1. L’émigration française dans la moyenne

2. L’Europe, destination privilégiée

3. Aux Etats-Unis, pas d’explosion de travailleurs français

Face à des données décidément partielles, on peut tenter de se tourner vers les statistiques des pays d’accueil. Nous l’avons fait pour les Etats-Unis, qui fournissent des données sur le long terme.
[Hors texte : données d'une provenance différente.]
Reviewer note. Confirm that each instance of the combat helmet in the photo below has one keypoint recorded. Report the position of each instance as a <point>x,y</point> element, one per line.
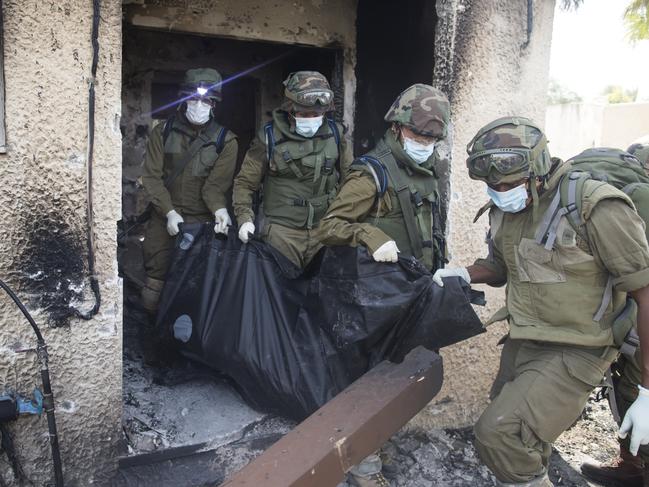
<point>202,83</point>
<point>307,91</point>
<point>423,109</point>
<point>508,150</point>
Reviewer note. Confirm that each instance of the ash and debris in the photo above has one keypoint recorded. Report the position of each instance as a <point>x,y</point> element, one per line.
<point>190,405</point>
<point>52,263</point>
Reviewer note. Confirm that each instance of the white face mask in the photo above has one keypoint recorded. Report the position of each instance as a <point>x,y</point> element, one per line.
<point>418,152</point>
<point>198,111</point>
<point>307,127</point>
<point>511,201</point>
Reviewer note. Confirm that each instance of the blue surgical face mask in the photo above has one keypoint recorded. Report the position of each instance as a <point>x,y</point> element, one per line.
<point>511,201</point>
<point>418,152</point>
<point>307,127</point>
<point>198,111</point>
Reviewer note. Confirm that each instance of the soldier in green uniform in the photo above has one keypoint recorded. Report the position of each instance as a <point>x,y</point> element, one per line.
<point>627,469</point>
<point>188,169</point>
<point>299,159</point>
<point>559,305</point>
<point>390,200</point>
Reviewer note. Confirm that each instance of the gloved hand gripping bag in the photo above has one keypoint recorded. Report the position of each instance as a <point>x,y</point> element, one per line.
<point>291,339</point>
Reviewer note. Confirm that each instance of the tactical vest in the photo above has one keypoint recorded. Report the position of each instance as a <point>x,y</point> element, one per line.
<point>555,288</point>
<point>302,177</point>
<point>414,199</point>
<point>186,188</point>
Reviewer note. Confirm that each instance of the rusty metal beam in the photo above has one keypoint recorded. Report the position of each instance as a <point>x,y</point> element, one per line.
<point>354,424</point>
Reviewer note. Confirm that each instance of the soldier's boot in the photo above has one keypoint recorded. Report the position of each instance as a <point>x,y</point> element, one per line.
<point>368,473</point>
<point>625,471</point>
<point>542,481</point>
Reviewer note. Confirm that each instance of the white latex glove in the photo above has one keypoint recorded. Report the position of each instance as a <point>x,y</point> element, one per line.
<point>245,231</point>
<point>387,252</point>
<point>173,220</point>
<point>636,420</point>
<point>456,271</point>
<point>222,221</point>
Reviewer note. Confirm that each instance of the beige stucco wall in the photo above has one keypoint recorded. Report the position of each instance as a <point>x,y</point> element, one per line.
<point>42,237</point>
<point>573,127</point>
<point>487,73</point>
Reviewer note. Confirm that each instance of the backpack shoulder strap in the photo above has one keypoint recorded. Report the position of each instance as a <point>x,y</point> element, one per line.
<point>167,128</point>
<point>334,130</point>
<point>567,200</point>
<point>269,135</point>
<point>220,140</point>
<point>378,172</point>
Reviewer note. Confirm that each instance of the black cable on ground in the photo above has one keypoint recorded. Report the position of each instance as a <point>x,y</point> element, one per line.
<point>48,397</point>
<point>90,238</point>
<point>7,444</point>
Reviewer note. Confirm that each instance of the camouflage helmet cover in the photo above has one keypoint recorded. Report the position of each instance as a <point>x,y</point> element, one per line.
<point>641,152</point>
<point>203,77</point>
<point>511,133</point>
<point>301,87</point>
<point>422,108</point>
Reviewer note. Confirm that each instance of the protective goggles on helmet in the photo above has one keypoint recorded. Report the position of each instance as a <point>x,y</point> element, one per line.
<point>311,98</point>
<point>504,161</point>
Le graphique ci-dessous compte le nombre de « cartes vertes » (permis de résidence permanente et de travail) accordées à des Français, par décennie, depuis 1910.

Que conclure de ces graphiques ? Avant tout que, comme le constate la Fondapol, les données manquent, notamment sur les raisons de ces départs : fuite des cerveaux, exil fiscal ou effet de la mondialisation et de l'internationalisation des grandes entreprises ? Savoir combien d'expatriés travaillent pour une société française, par exemple, ou combien reviennent, au bout de quelle période et pour quelles raisons, permettrait d'affiner la réflexion et de sortir de l'éternelle rengaine du déclin national.

Une récente étude du Laboratoire interdisciplinaire d'évaluation des politiques publiques (LIEPP) de Sciences-Po sur la question de la « fuite des cerveaux » conclut d'ailleurs que celle-ci est loin d'être avérée : 

« Les départs des individus ayant un niveau d'étude universitaire sont largement compensés par l'immigration [de diplômés également, NDLR], et le solde n'est déficitaire que pour certains pays où l'émigration est encore plus faible que la nôtre, comme les Etats-Unis. De fait, comparativement à la plupart des autres pays, le nombre de départs est encore relativement très faible ».